I then remove all instances of 'unknown' from the file (I had to add spaces between the the pointed brackets and the word "unknown", otherwise neither will render...remove the spaced for the code to work properly):

root@linode:/var/log# sed 's/\< unknown \>//g' /root/postfix_drops_2 > /root/postfix_drops_3

[155.208.242.236]
[203.122.41.195]
[112.175.103.29]
[122.154.46.172]
[155.208.242.236]
[198.206.134.152]
[122.154.46.172]
[203.157.41.130]

All that's left are removing the brackets:

root@linode:/var/log# sed 's/\[//g;s/\]//g' /root/postfix_drops_3 > /root/postfix_drops_4
203.122.41.195
112.175.103.29
122.154.46.172
155.208.242.236
198.206.134.152
122.154.46.172
203.157.41.130



I then sort the file while also only wanting to see unique IPs:


root@linode:/var/log# sort -u /root/postfix_drops_4
94.156.37.145
94.156.37.146
94.156.37.147
94.156.37.148
94.156.37.149
94.156.37.150

I started out with 394 lines and ended up with 94 unique IPs, across two syslog files.  I still have to do the archived syslog files.  I also saw that the 94 IPs show many IPs that are in sequence, which means that the culprits are trying to distribute the attacks over a range of IPs (I've posted similar attacks when analyzing SSH logs).

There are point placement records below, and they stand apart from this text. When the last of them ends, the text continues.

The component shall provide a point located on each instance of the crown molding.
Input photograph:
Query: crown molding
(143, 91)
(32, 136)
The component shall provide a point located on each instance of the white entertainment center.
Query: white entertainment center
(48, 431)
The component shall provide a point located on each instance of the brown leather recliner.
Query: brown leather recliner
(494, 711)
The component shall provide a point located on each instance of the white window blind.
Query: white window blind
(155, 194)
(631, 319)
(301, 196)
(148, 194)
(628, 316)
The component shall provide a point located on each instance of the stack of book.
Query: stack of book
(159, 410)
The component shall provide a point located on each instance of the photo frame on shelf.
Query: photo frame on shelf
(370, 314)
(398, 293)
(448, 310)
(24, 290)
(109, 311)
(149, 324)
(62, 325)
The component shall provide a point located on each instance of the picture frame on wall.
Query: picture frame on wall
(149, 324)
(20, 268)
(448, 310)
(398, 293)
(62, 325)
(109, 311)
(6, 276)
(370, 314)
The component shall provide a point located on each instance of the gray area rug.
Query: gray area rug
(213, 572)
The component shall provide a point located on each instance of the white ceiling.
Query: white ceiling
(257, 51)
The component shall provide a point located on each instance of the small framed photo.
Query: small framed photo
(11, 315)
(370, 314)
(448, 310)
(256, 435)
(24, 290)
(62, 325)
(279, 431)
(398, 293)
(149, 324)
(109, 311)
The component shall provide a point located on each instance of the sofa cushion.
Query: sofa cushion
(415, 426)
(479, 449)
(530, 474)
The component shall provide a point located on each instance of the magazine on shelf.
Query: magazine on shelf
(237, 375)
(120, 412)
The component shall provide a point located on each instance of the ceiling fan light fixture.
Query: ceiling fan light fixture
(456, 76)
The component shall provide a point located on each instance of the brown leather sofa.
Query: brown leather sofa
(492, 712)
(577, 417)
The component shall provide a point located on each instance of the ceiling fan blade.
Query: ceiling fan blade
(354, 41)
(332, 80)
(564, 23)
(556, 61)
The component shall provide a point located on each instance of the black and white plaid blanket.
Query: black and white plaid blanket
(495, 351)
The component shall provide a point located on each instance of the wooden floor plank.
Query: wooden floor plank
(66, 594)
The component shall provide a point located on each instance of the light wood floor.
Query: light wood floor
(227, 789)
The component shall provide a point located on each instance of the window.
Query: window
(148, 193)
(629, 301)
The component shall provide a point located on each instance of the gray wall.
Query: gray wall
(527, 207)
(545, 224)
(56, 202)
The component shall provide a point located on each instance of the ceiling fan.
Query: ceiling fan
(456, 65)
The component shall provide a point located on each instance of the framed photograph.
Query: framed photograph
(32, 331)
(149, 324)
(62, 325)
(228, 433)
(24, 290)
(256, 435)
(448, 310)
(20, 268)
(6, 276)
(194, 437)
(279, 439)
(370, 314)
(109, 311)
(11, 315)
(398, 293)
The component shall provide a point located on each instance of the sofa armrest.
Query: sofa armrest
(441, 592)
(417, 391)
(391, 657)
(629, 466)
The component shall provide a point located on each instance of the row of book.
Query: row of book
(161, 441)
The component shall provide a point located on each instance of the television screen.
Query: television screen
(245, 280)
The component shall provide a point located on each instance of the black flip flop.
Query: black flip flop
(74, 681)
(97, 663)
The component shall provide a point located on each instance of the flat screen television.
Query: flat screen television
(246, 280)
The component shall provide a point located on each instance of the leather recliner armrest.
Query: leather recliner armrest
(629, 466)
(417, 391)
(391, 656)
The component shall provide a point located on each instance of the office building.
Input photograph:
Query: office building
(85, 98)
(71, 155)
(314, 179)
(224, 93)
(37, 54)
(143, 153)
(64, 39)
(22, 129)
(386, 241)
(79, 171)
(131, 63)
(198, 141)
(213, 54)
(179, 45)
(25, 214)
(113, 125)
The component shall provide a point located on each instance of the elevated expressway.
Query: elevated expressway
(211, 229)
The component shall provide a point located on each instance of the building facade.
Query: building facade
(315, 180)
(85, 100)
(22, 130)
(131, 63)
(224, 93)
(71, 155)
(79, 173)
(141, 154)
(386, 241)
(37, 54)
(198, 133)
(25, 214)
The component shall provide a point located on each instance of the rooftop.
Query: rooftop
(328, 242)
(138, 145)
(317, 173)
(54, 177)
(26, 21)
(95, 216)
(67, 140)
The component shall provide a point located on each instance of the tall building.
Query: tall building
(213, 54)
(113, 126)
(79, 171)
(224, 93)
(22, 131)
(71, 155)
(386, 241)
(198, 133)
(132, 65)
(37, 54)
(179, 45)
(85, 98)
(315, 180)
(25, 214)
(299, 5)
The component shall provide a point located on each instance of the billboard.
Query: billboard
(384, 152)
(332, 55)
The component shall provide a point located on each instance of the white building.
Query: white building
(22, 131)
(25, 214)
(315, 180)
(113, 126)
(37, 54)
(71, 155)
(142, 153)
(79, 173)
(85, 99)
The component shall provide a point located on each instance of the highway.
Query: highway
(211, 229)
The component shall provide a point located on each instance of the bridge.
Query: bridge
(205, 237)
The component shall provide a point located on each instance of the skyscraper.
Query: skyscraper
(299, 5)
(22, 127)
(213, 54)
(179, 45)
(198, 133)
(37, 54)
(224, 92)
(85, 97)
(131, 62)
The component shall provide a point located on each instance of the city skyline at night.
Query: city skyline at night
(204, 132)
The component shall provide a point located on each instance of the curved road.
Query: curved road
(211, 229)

The resulting log file is here.

So, now, I can either be happy with how Postfix is handling the traffic or add the IPs to my firewall ruleset.  This was more of an exercise in seeing how well I could quickly assess the nature of the traffic in question and I'm happy (it was simple enough, although I'm out of practice in doing such things).

UPDATE:

1. I scrubbed the archived syslog files and the total, including those IPs I already scrubbed, is 959, and when sorted uniquely, there are 301 IPs.

2.  I added the first batch of IPs to /etc/hosts.deny for tcpwrappers to block.  I also found that I couldn't use tcpwrappers since I didn't compile postfix with tcpwrapper support, so I installed xinetd (which can wrap services inside itself with some configuration).  I'll monitor to see if the IPs will be blocked and if it doesn't work, I'll add the IPs to the firewall's ruleset.